Il en découle une hausse perpétuelle ou somnambulique des actions. Aux dires de certains stratèges, elle pourrait durer encore des semaines… voire trois à quatre mois, puisque le dernier POMO de la Fed se terminera en juin prochain et que le second — et en théorie dernier — LTRO de la BCE a lieu cette semaine.
▪ Le tour de force de Mario Draghi
Le problème, c’est que tout cet argent est fictif. Il est créé de manière électronique et artificielle, il ne correspond à aucune richesse déjà créée ou anticipée — c’est très précisément ce dont Angela Merkel et l’Allemagne ne voulaient pas.
C’est pourtant ce que Mario Draghi a réussi à faire passer avec la même facilité qu’un virement interbancaire entre la BCE et le Trésor italien (ou espagnol)… au nez et à la barbe de la Bundesbank et du Bundestag.
L’enfance de l’art : la BCE déverse des centaines de milliards à 1% au guichet des principales banques européennes. Ces dernières s’empressent d’aller souscrire aux émissions de bons du Trésor des pays offrant 5% et plus pour des maturités de 5 à 10 ans.
Emprunter de l’argent gratuitement pour l’investir à 5,5% en Italie, c’est le rêve de n’importe quel épargnant… mais une petite voix intérieure vous susurre que c’est certainement trop beau pour être vrai.
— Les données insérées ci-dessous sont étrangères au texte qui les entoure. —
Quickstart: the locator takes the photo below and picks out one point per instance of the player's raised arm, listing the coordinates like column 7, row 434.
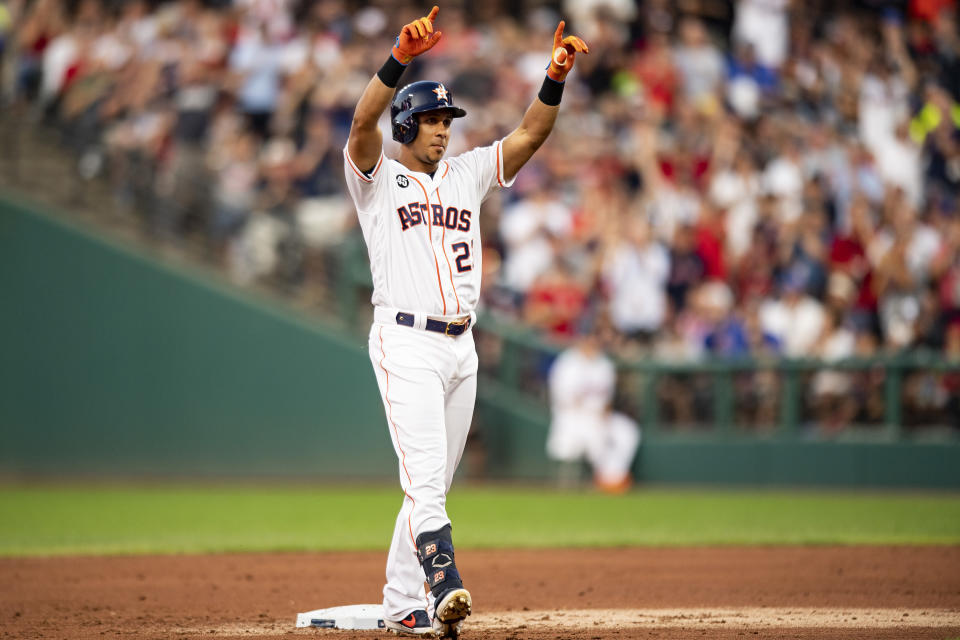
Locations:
column 365, row 142
column 538, row 121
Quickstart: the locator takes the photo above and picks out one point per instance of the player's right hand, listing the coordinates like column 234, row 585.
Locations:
column 564, row 51
column 416, row 37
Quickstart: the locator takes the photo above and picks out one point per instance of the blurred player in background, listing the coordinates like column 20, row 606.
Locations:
column 582, row 382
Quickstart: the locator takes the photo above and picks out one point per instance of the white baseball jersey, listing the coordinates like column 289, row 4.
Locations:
column 423, row 239
column 422, row 232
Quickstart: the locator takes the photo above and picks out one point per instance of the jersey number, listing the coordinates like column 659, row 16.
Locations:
column 462, row 249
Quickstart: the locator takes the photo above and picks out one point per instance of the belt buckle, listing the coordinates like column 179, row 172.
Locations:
column 456, row 323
Les banques semblent l’entendre elles aussi : pas question de courir le risque d’un nouveau défaut de solvabilité comme avec la Grèce… Alors, courageuses mais pas téméraires, elles refilent les bons du Trésor fraîchement imprimés en guise de collatéral à la BCE — en l’échange de nouvelles liquidités pas chères qu’elles misent cette fois sur du concret (à l’image de la Chine, qui a recommencé à accumuler pétrole et métaux industriels depuis l’automne dernier).
Et voilà, le tour est joué ! La BCE ne refinance pas directement les pays en difficulté, et elle n’achète pas les dettes souveraines : elle les prend juste en pension de telle sorte que le propriétaire reste d’un point de vue formel l’acheteur initial.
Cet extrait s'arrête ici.